How to ingest data from Google Sheets

On a recent release of blipdataforge, a new Facade was introduced in the library. Which is the DataPlatform.ingest_google_sheet() function. With this function you can now ingest data from a Google Sheet into the data lake. In other words, you might want to use this service to bring data from an existing Google Sheet to a live table in the Data Lake.

This service of is available both as a facade in blipdataforge, and also, as a web page in the Gaia Portal.

How to use the thing?

First of all, in order to use this service, you have to know some basic infos, which are:

the key that identifies this Google Sheet that you want to ingest.
the name of the catalog where you want to save the data from the Google Sheet.
the name of the table where you want to save the data from the Google Sheet.

You can find the key that identifies your Google Sheet in the URL of this particular Google Sheet. Just look at the URL of this sheet in your web browser, and you will see a section in the URL that is filled with random characters. These crazy characters are the key to the sheet. This section of the URL is exposed in the image below:

The key of the Google Sheet.

Furthermore, this Google Sheet that you want to ingest, must be shared with the following email: data-platform@datarouting-api.iam.gserviceaccount.com. If you don't share your sheet with this email, the service cannot access your Google Sheet, and read the data that is in this Google Sheet to ingest it. To do that, click on the "Share" button (this button is exposed in the image below) in your Google Sheet, and share it with the email mentioned above.

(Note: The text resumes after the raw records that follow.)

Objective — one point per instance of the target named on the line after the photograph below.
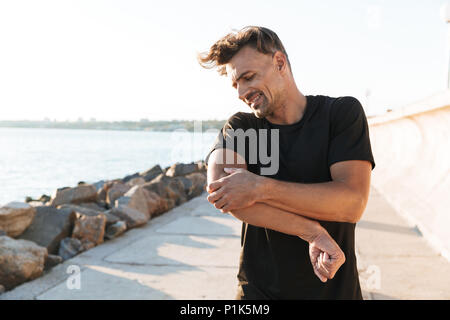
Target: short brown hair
(262, 39)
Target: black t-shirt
(275, 265)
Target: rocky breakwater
(38, 234)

Now, supposing that you have already made this step, and, that you have gathered the three information mentioned on the bulletpoints above, you can now call the ingest_google_sheet() function from blipdataforge, and use it to ingest the Google Sheet.

In the example below, we are using the function to ingest data from the Google Sheet identified by the key "1JmVgINsyvF4QOEgZz7XsrJK6yVKRgu_bPnqv-7QCo14". And the data from this sheet will be saved in the table referenced at clients_trustedzone.ingest_file.sales_per_month.

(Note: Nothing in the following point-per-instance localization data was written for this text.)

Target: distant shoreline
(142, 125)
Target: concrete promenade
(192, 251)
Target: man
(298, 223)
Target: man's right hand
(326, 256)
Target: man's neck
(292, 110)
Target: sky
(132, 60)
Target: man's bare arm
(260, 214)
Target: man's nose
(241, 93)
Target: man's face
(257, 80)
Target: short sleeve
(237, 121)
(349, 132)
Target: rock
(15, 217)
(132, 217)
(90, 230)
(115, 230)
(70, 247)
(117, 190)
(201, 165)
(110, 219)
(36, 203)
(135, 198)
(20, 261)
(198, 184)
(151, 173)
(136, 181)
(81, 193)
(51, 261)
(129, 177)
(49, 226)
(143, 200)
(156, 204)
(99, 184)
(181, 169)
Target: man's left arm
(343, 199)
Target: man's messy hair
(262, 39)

from blipdataforge import DataPlatform

dp = DataPlatform()
dp.ingest_google_sheet(
    sheet_key="1JmVgINsyvF4QOEgZz7XsrJK6yVKRgu_bPnqv-7QCo14",
    catalog="clients_trustedzone",
    database="ingest_file",
    table="sales_per_month"
)

Be careful with choosing the location of the data

There are two things in the function ingest_google_sheet() that you need to be careful about:

the effects of overwrite mode.
using sandbox catalogs in PRD environment, or, using trustedzone catalogs in DEV environment.

First of all, the function ingest_google_sheet() always uses an overwrite write mode when writing the data from the Google Sheet into the data lake. This means that, if the table referenced by the catalog and table name choosen by you, already exists in the data lake, then, the data currently present in this table will be overwritten by the new incoming data from the Google Sheet that you have referenced.

Furthermore, depending on where you execute this function, you need to be careful with the catalog choosen. If you are not familiar with the concept of having either a sandbox or trustedzone catalog associated with your current Databricks workspace, you should read back the section A different catalog for each environment of this documentation.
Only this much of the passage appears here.